Everyday I hold emotions in check. Outwardly in control, but inside a repressed thought. I kept veering from anger, to acceptance, and back at being angry again. I know it’s been a while, but I’ve only succeeded in masking the pain.
I put on my best smile, even as my eyes reveal what my heart seem to hide – that my confidence is just a facade and inside is a weakness evident by my tears and silent yearnings…

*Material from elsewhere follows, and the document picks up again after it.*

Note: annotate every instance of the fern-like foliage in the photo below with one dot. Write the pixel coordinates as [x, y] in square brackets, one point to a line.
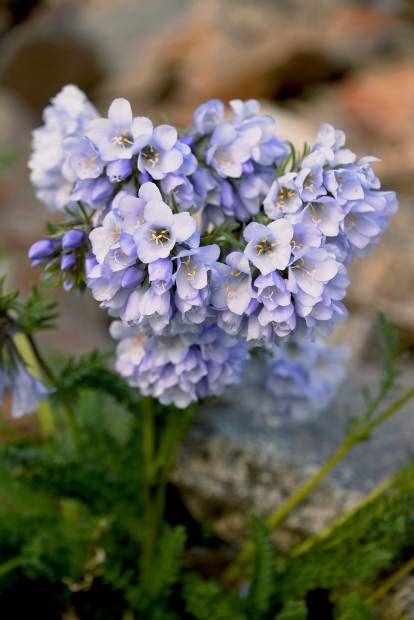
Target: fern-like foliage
[206, 600]
[357, 551]
[262, 574]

It’s having so much to give but couldn’t. It’s wanting to show what can no longer be shown. It’s wanting to feel what can never be felt again. And , much as I would like to pick up the broken pieces, I couldn’t seem to. Those pieces are memories and broken promises.
It cuts further deep.
Nothing really is constant, not everyone can stay, not everyone can try. Sometimes what we think is their best, isn’t their best after all. We only get to realize when we are no longer blinded. Sometimes it’s so easy to overlook what truth is in front of us for fear of losing what you so love and cherish.
We go through pain in different phases, with different situations, and from different people. Hurt would subside. And, when we think we’ve recovered, we hurt again. In those bout of pain and loss, we ask ourselves how to start again. We encourage ourselves to face tomorrow without any regret. Though deep within the recesses of our hearts, we silently, undeniably long for memories of yesterday.
How do you shape anger to happiness, longing to contentment and tears to genuine smiles?
Then saying good-bye? That’s the hardest thing!
As I sketch life’s pavement towards forgiveness and letting go, I pray and seek for the Hand that will constantly guide me. I know I can’t re-write nor erase the past, but I can always trace new beginnings. And hopefully, a better future.